Потом решили, что она, значит, что-нибудь навирает, а он, значит, делает вид, что верит.
А впрочем, не все ли равно. Кому какое дело?
Она была мила, приятна, любезна, когда могла – давала на благотворительность. На ее больших вечерах бывали очень видные представители русской эмиграции, которых она знакомила с лысыми французами с розетками в петличках.
– Notre celebre[15 - Наш знаменитый (фр.).], – говорила она о каждом, – о русском и о французе, и обоим им было приятно, что его называют celebre, и лестно, что знакомят с celebre, размера celebrite[16 - Знаменитость (фр.).] которого он в точности не знал…
А баронесса угощала хорошим русско-французским ужином и очаровательно картавила, как большинство наших эмигранток, постигших французский язык уже по приезде во Францию.

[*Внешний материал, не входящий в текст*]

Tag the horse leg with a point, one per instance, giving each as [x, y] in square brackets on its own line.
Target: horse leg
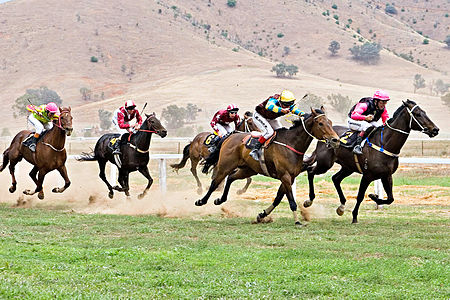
[276, 201]
[144, 171]
[238, 174]
[63, 171]
[387, 185]
[244, 189]
[361, 192]
[337, 179]
[39, 189]
[102, 165]
[194, 163]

Все это было чудесно, а больше никому ничего и не требовалось.
6
«Теперь стойте крепко, – сказал капитан, – будет приступ».
А. Пушкин. «Капитанская дочка»
Чтобы побывать у Любаши, Наташе пришлось дожидаться до среды, своего выходного дня, потому что баронессу легче всего застать было днем.
На звонок открыла маленькая востренькая дамочка на тонких ножках, на скривленных каблучках – придворная Любашина маникюрша Анфиса Петровна, по прозвищу Фифиса.
По тому, что открыла дверь Фифиса, а не горничная, Наташа сразу поняла, что в предположениях не ошиблась и что у Любаши временный крах.
Фифиса издала приветливый возглас и крикнула в сторону гостиной:
– Свои, свои, не пугайтесь!
Наташа вошла.
На широком низком диване, вся зарывшись в золотые подушки, высоко перекинув нога на ногу, полулежала розово-золотая хозяйка дома.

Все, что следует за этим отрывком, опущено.